Much attention has been paid on the lateral vibration of the hydroelectric generating set, especially the Francis turbine, for a long time. When the load exceeds a certain value, a severe flexural vibration will occur, and the amplitude will increase constantly. Furthermore, it can result in the vibration even destroy of the power house. After detailed checking, it was shown that this vibration is a kind of self-excited vibration which caused by the fluid force and moment acting on the backshroud of the runner associated with the leakage flow through the back chamber.
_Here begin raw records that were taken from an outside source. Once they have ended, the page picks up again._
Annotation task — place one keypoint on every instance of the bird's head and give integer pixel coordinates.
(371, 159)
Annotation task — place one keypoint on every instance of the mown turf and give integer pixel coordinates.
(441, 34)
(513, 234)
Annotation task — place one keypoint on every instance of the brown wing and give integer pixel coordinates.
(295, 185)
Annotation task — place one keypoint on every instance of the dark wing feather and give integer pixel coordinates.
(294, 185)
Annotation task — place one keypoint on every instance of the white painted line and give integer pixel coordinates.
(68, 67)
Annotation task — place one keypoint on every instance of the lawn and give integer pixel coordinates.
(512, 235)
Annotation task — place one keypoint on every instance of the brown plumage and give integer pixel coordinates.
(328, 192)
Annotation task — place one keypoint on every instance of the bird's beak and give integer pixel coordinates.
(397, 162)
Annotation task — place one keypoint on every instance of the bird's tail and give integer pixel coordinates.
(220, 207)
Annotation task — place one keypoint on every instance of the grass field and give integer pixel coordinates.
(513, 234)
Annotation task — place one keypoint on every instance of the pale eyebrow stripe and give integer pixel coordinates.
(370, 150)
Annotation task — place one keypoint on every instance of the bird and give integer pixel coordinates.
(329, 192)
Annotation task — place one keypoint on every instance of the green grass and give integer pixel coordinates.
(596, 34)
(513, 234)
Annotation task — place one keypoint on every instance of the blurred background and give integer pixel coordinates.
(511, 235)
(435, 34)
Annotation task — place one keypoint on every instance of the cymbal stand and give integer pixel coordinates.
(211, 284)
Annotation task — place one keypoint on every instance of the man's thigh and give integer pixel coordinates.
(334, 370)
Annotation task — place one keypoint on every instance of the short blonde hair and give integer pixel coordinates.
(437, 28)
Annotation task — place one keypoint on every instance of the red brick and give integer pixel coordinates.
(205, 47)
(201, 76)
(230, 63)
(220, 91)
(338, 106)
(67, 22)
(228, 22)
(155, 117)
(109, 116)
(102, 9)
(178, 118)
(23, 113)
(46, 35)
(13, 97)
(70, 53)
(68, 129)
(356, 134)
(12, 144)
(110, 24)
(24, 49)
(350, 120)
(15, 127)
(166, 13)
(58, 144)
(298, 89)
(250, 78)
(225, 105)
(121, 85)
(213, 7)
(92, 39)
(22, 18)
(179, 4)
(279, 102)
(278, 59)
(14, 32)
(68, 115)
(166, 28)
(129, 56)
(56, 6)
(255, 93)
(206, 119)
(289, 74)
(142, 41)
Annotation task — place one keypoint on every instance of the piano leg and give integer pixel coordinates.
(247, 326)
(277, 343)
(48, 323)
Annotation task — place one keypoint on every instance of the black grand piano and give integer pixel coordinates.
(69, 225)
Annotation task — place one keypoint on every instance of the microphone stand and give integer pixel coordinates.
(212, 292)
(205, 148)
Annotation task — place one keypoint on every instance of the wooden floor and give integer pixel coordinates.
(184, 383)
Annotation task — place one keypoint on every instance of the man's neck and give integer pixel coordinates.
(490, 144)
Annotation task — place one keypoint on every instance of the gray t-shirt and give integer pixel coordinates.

As a result, based on the actual vibration problem, model tests were designed on the fundamental characteristics of the flow field in the crown clearance of a Francis turbine runner in whirling and precession motions, respectively. And so the fluid forces and moments under various conditions were measured. The numerical simulation model was established to calculate the characteristics of the flow field in the clearance and the fluid forces and moments. The self-excited effect of the whirling moment and precession moment was analyzed. The stability of a cantilevered shaft-disk system subjected to each fluid moment was discussed. These conclusions can provide the material and the reference of this kind of self-excited vibration of the Francis turbine.
Chapter one is the introduction section. According to the research status of the topic on the vibration induced by the fluid of the Francis turbine at home and abroad, the background and the significance of this research topic are put forward. The home and abroad research status and progress of vibration excited by the seal or clearance flow are introduced. The advance of the vibration induced by the clearance flow in the aspects of whirling and precession motions are concluded and summarized, respectively.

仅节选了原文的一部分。